Ein Italiener – ein Schweizer – ein Deutscher. Das hört sich nach dem Beginn eines Witzes an, ist aber eine große Hausforderung im Umsatzsteuerrecht. Für Professor Dr. Claus Koss gehört das Thema „Grenzüberschreitende Umsatzbesteuerung“ fest zum Lehrprogramm in der Schwerpunktvorlesung zum Steuerrecht. Mit einer Steigerung um 14,3 Prozent gegenüber dem Vorjahr bei den Exporten und plus 17,3 Prozent bei den Importen erreichte der deutsche Außenhandel mit 1.379 Milliarden Euro Exporten und 1.204 Milliarden Euro Importen einen neuen Höchststand, verweist der Professor auf Zahlen des Statistischen Bundesamtes.
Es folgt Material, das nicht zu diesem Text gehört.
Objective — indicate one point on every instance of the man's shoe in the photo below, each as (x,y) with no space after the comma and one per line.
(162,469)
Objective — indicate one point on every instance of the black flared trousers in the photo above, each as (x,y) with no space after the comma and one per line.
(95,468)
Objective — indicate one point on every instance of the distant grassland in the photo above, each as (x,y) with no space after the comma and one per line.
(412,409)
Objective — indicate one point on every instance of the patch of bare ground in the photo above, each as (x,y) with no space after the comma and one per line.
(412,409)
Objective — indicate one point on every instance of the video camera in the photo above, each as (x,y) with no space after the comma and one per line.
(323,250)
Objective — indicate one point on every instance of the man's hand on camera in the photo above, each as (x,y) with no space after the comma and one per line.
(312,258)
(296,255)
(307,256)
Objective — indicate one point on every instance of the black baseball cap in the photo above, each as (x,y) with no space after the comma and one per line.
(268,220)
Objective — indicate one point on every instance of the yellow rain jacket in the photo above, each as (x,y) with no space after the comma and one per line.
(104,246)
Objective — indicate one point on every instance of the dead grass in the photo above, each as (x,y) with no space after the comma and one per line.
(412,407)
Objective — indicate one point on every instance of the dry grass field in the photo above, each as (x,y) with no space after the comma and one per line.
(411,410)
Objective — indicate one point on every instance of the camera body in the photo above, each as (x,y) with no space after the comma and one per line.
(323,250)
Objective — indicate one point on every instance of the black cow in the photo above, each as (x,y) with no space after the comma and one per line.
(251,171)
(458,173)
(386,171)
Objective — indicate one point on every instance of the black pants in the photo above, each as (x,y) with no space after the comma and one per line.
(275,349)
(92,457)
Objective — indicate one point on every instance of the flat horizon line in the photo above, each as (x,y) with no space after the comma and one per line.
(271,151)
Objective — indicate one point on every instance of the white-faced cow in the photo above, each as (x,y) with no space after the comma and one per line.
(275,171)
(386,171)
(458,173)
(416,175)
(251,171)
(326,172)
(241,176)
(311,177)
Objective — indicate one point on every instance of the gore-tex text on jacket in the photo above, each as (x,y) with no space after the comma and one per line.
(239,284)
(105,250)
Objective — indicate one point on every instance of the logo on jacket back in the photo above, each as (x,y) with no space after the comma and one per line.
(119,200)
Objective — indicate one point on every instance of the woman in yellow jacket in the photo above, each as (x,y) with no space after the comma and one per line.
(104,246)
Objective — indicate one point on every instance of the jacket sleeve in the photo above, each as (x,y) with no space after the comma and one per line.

Auf die fälligen Meldungen achten
Steuerberaterin Lydia Albert betreut deutsche und ausländische Unternehmen, die grenzüberschreitend liefern – und immer stellt sich die Frage: wo fällt welche Umsatzsteuer an? Sie sieht vor allem die Pflicht zum Nachweis und zur Registrierung. Innergemeinschaftliche Erwerbe und innergemeinschaftliche Lieferungen müssen gemeldet werden, dazu kommen die Meldungen für die Außenhandelsstatistiken. Mancher Unternehmer muss seine Umsatzsteuervoranmeldung nur alle drei Monate abgegeben, die kleinen Unternehmen vielleicht nur in einer Jahreserklärung – bei innergemeinschaftlichen Geschäften ist zudem eine Zusammenfassende Meldung abzugeben. Auch hier sind monatliche, vierteljährliche oder jährliche Meldungen möglich, dies deckt sich aber nicht immer mit dem vorgeschriebenen Umsatzsteuervoranmeldungszeitraum. Die Meldung für die Intrahandelsstatistik ist nach Überschreitung der Freigrenzen immer zum 10. des folgenden Monats fällig.
"Bewegte Lieferung"
Zweite Herausforderung bei der grenzüberschreitenden Umsatzbesteuerung: es kommt auf jedes Detail an. Prof. Dr. Claus Koss mahnt daher: „Schauen Sie erst ins Gesetz und lesen Sie genau!“ Der Beispielfall von Lydia Albert und Vera Schmutz im Workshop sieht auf den ersten Blick ganz einfach aus: ein italienisches Unternehmen, ein Schweizer Unternehmen und ein deutsches Unternehmen schließen über die gleiche Ware jeweils eigene Verträge ab. Der Gegenstand kommt aus Italien direkt nach Deutschland. Ob überhaupt und wo welche Umsatzsteuer anfällt, hängt beispielsweise davon ab, wer den Transport der Ware organisiert und welcher Unternehmer welche Umsatzsteuer-Identifikationsnummer verwendet. Da kann es für den Unternehmer aus der Schweiz günstiger sein, sich eine italienische Umsatzsteueridentifikationsnummer zu besorgen und wie ein Unternehmer aus Italien aufzutreten. Zweiter wesentlicher Bestimmungsfaktor: welches ist die „bewegte Lieferung“? „Nur die bewegte Lieferung kann umsatzsteuerfrei sein!“, schärfte Lydia Albert den Studierenden ein. „Und dann müssen Sie schauen, ob die ruhende Lieferung vor oder nach der bewegten Lieferung kommt“, so der Rat von Vera Schmutz.